Garbage Collection – How a Garbage Collector Follows Pointers to Discover Live Objects

garbage-collection

I have read through A tour of V8: Garbage Collection and am stuck on this part:

Distinguishing pointers and data on the heap is the first problem any garbage collector needs to solve. The GC needs to follow pointers in order to discover live objects.

I understand the rest of the document for the most part, talking about how to actually perform the garbage collection once you have the live objects. But I don't understand how you identify the live objects.

After that quote they go on to describe 3 ways of distinguishing pointers from data, but the second one is glossed over a bit:

As long as we can identify what class an object comes from, we can find all of its pointers.

That sounds nice, I would like to know how to do that.
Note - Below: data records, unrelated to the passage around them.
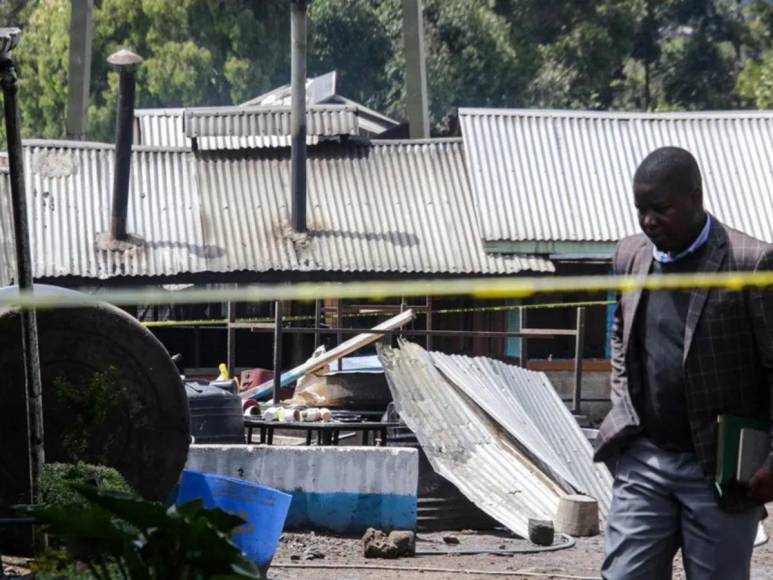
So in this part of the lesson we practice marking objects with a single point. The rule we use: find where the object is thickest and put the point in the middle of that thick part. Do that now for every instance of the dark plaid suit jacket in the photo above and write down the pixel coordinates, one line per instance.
(728, 348)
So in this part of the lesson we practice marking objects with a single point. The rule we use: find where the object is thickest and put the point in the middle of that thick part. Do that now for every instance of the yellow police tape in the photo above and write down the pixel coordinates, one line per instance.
(218, 322)
(511, 287)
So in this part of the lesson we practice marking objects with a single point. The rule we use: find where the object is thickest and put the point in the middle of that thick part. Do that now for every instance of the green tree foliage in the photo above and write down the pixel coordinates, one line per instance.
(197, 52)
(603, 54)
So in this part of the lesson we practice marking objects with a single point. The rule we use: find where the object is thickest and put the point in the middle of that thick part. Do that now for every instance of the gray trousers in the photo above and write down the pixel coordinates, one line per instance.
(661, 502)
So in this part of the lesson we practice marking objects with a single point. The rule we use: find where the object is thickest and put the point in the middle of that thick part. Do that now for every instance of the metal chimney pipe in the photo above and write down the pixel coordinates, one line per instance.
(298, 115)
(126, 62)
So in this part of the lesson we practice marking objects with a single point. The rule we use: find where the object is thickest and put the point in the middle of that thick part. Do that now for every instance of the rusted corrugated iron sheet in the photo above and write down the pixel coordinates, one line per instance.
(394, 207)
(239, 127)
(542, 175)
(465, 446)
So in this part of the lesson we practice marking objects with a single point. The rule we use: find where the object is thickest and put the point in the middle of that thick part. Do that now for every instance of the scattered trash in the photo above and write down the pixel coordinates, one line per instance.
(376, 544)
(323, 359)
(541, 532)
(578, 515)
(405, 540)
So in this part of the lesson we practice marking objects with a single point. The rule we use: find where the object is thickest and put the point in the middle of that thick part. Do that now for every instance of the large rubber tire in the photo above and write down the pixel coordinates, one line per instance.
(146, 438)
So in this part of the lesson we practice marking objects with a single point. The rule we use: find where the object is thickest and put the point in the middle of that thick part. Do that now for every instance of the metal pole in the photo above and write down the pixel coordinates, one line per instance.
(317, 308)
(580, 344)
(277, 351)
(126, 62)
(24, 275)
(298, 115)
(339, 333)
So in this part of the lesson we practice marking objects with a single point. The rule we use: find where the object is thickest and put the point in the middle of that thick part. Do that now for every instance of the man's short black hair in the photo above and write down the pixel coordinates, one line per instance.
(670, 166)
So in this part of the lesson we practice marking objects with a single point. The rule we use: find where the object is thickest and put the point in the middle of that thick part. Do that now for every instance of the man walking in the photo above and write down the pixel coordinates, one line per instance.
(680, 358)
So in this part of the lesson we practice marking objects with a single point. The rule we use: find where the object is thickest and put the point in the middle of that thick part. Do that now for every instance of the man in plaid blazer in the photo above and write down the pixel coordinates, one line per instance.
(680, 359)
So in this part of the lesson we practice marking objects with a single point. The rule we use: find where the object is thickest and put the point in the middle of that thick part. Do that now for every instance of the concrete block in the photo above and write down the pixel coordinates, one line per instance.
(343, 489)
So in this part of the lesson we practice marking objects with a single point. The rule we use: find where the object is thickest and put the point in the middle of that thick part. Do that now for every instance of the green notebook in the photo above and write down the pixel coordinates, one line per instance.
(729, 439)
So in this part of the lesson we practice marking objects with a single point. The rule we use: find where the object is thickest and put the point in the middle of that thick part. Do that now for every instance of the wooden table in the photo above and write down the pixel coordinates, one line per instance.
(327, 433)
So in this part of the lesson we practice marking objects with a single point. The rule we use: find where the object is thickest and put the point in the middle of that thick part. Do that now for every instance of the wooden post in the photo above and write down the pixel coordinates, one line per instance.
(317, 309)
(231, 339)
(339, 334)
(522, 344)
(277, 351)
(79, 76)
(24, 274)
(429, 322)
(579, 347)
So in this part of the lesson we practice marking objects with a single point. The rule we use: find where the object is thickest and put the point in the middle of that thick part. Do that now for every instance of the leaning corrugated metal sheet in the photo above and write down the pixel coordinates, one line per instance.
(394, 207)
(566, 176)
(464, 446)
(526, 404)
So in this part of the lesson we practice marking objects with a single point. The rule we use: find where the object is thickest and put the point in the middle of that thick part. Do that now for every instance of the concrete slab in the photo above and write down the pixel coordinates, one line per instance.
(343, 489)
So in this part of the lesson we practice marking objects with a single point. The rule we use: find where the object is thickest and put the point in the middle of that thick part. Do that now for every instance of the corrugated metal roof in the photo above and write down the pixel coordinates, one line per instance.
(239, 127)
(527, 405)
(566, 176)
(160, 128)
(465, 446)
(394, 207)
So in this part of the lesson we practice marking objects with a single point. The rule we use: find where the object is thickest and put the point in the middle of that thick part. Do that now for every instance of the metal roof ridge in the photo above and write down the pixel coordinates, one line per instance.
(247, 109)
(426, 141)
(643, 115)
(70, 144)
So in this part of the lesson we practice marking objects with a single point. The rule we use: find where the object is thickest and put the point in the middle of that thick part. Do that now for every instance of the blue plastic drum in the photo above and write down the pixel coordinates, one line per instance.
(264, 508)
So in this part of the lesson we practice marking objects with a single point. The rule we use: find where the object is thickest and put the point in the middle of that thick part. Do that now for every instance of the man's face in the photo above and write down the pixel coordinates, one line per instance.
(668, 218)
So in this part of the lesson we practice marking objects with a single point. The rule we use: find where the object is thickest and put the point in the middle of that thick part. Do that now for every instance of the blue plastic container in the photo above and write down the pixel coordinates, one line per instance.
(264, 508)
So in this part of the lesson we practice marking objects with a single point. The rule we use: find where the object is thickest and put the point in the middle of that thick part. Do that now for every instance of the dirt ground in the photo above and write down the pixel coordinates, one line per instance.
(307, 551)
(319, 556)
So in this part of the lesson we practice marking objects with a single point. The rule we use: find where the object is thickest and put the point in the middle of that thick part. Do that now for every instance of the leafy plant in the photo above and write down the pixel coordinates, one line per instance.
(58, 478)
(89, 403)
(116, 535)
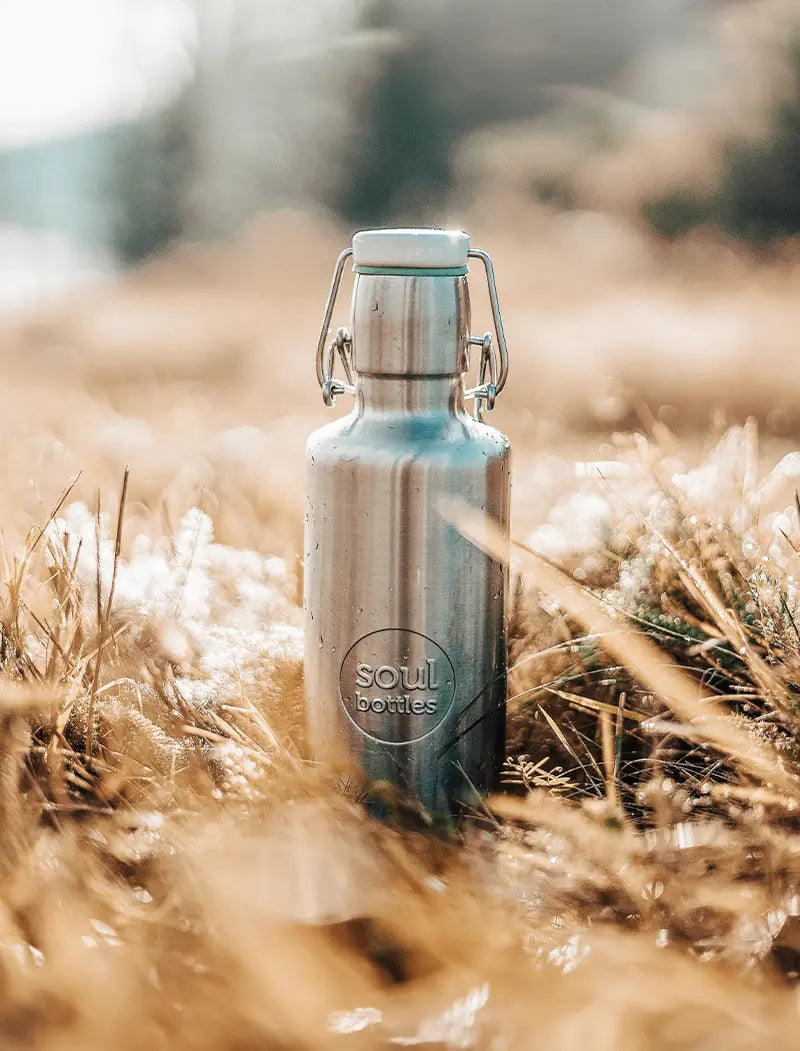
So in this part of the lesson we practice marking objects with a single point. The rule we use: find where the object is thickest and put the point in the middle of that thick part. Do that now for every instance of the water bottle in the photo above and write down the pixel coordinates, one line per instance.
(405, 660)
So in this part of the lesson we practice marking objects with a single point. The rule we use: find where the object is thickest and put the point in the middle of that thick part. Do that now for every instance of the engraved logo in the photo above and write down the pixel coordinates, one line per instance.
(396, 685)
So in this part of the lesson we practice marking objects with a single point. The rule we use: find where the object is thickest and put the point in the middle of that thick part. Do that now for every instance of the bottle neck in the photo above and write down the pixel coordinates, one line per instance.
(410, 394)
(410, 327)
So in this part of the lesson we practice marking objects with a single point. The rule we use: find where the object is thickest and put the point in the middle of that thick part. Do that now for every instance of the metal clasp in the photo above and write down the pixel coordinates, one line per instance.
(341, 344)
(486, 393)
(495, 359)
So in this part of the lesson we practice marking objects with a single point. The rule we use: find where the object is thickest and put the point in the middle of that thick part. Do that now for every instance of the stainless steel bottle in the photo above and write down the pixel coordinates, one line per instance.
(405, 661)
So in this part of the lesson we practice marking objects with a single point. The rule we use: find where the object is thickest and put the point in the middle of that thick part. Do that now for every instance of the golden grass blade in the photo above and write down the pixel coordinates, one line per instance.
(642, 657)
I assume they mean when you construct a new class like new Foo(), under the hood it associates the instance of the class with a pointer to the actual class. But I don't see how the garbage collector then uses this information to determine which objects are live or not.

Likewise, this resource is a bit vague on the same detail:

The garbage collector works in two phases: the mark phase, and the sweep phase. In the mark phase, the garbage collector starts walks object references in order to find objects that are still reachable. The garbage collector starts at a few basic places where the object references are stored and given names (the stack, and global storage, and static storage), and then traverses references in the objects.

This is a bit more helpful, but still pretty vague:

Tracing garbage collection traverses the object graph forward,
starting with the roots, to find the live data. Reference counting
traverses the object graph forward, starting with the anti-roots (the
set of objects whose reference counts were decremented to 0), to
find dead data.

Intuitively, one can think of tracing as operating on “matter” and
reference counting as operating on “anti-matter”.

I don't see how you can traverse objects, and know that it is ready to be garbage collected or not. Any tips on understanding that part would be of help. Thank you!

Best Answer

I'm sure Erik's answer has lots of great info but I think you are stuck on the fundamentals. I'm more familiar with Java GC but the basic principles are pretty universal.

I understand the rest of the document for the most part, talking about how to actually perform the garbage collection once you have the live objects. But I don't understand how you identify the live objects.

The thing I think you are missing is that there is necessarily a set of root references. In Java that's your stack, and static values etc. In JS, I'd guess it's things like the window object. I think a picture helps here:

Objects in memory

The circles represent objects and the arrows are references to other objects. On the left I've labelled three objects as being part of the root references. What that is exactly isn't terribly important but what you need to know is that these are basically implicit/hardcoded. They are fundamental to the runtime environment i.e. there's no need to find them. We know what and where they are inherently.

I think the easiest algorithm to understand is the mark-sweep and it's guaranteed to find all the garbage unlike other approaches such as reference counting. The first step is to mark.

enter image description here

I've added a green checkmark to each object that is referenced from the roots. You should be able to verify whether I've gotten it right (please do!) Just start with each root and follow it's references. Then follow the references from those until there are no more paths to follow. This is the 'live set' of objects.

Now comes the sweep:

enter image description here

Everything that wasn't identified as live is considered part of the 'dead set'. These are what can be removed. Notice the cycle of references in the lower-right corner. These are all in the dead set even though there are reference to them. This is because there is no path from the roots to any of those objects.